In fact, we make the theological claim that, as those made in the image of God, we are hardwired for connection. To be disconnected, then, feels so weird because it’s not who we were made to be.

And yet, we are dealers in hope, too. We have been challenged to consider alternative and innovative ways to connect with God and one another and love our neighbors. For The Local Church, our mantra is “love where you are,” and we didn’t know it then, but it was made for such a time as this. Because church is more than a place, and it’s more than something that just happens for one hour a week. It can happen all the time — wherever you find yourself.

We are leaning hard into this mantra in this unprecedented season. “Love where you are” has looked like virtual worship through Facebook Live and YouTube on Sunday mornings — trying to make the experience feel as familiar and “normal” as possible to give people that sense of regularity and comfort. It looks like hosting “happy hours” through Zoom just to see one another’s faces and check in and pray for one another and offer virtual hugs. And it’s especially meant responding with care and concern to the significant needs our community now faces — to be love in this place we cherish so much.

I have also been inspired to see so many faith communities come together to this end, too. As challenging as it is, it is in circumstances like this that the Church does what she does best: offering the light and love of Christ through compassion and grace to bring healing to a hurting world.

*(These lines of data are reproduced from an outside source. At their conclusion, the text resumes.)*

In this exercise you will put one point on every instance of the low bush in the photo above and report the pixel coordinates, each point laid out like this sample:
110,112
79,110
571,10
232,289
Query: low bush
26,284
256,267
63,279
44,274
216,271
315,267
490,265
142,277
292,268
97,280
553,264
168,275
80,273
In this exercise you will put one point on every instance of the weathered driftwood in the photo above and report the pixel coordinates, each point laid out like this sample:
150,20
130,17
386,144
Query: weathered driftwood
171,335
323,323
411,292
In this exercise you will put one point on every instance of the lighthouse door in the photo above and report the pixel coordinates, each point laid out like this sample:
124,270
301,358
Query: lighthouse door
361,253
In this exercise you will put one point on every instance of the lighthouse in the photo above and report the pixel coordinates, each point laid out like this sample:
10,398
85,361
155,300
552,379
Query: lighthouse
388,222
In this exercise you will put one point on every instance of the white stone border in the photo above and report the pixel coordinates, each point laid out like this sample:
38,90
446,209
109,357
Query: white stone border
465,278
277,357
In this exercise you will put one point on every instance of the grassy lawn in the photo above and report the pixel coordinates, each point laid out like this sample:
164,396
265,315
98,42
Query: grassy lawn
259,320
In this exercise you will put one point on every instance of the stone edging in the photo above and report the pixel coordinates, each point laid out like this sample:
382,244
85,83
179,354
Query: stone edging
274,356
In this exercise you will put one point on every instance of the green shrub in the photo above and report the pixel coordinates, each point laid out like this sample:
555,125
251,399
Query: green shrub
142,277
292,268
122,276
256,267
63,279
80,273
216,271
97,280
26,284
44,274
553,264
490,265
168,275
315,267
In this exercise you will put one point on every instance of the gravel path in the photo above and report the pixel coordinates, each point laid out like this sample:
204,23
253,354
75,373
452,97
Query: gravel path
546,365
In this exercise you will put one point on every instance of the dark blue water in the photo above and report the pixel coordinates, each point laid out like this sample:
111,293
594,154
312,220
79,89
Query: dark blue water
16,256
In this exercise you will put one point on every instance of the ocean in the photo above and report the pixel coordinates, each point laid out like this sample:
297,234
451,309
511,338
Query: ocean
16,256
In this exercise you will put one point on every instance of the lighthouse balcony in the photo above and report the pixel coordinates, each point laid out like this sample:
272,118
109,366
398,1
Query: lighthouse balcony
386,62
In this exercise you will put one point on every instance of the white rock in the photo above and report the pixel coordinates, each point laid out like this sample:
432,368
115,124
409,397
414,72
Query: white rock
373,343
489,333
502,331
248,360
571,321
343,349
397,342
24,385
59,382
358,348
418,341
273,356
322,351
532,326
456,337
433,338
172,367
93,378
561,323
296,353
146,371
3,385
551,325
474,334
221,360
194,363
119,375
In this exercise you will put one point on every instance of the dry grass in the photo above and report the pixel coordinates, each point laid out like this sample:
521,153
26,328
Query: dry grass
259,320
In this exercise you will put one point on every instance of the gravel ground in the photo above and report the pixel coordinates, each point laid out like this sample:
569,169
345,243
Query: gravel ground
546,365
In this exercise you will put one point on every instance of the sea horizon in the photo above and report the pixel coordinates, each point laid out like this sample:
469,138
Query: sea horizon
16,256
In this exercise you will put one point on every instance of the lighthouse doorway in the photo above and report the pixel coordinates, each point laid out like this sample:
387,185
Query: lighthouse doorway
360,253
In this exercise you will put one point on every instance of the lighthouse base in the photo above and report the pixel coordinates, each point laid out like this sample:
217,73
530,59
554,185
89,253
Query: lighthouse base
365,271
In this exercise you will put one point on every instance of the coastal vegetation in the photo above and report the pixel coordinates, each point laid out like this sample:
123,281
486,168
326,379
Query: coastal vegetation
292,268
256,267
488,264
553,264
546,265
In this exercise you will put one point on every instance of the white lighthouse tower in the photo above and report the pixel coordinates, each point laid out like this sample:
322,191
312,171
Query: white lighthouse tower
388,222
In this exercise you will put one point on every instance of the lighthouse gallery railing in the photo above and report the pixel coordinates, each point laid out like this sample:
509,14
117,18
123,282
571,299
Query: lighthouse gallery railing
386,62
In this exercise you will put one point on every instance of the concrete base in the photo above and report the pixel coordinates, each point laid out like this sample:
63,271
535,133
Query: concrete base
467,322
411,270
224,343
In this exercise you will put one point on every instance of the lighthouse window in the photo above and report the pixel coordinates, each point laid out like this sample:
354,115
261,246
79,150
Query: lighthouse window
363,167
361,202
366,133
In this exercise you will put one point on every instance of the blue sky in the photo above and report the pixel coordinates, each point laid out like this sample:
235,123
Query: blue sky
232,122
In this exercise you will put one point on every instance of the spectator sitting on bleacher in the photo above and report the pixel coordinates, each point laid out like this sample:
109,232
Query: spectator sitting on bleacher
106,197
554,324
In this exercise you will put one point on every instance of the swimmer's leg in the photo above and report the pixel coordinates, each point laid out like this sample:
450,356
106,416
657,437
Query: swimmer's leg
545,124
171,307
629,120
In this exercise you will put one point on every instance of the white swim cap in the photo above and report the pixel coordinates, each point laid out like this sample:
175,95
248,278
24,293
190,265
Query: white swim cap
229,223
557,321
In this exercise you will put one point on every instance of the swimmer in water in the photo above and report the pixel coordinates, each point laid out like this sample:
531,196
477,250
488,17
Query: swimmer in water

Mostly, in my pastoral role, I’m working to keep our community connected, inspired, and hopeful. I was reminded recently of theologian Dr. James H. Cone’s words in “The Cross and the Lynching Tree”: “Despair was real; but it was not ultimate.”

In other words, yes; this is really hard. So many are facing tremendous challenge now and will continue to for the foreseeable future. And yet, God is with us in all of it, and will see us through. This is the message I’m carrying and seeking to share in every moment.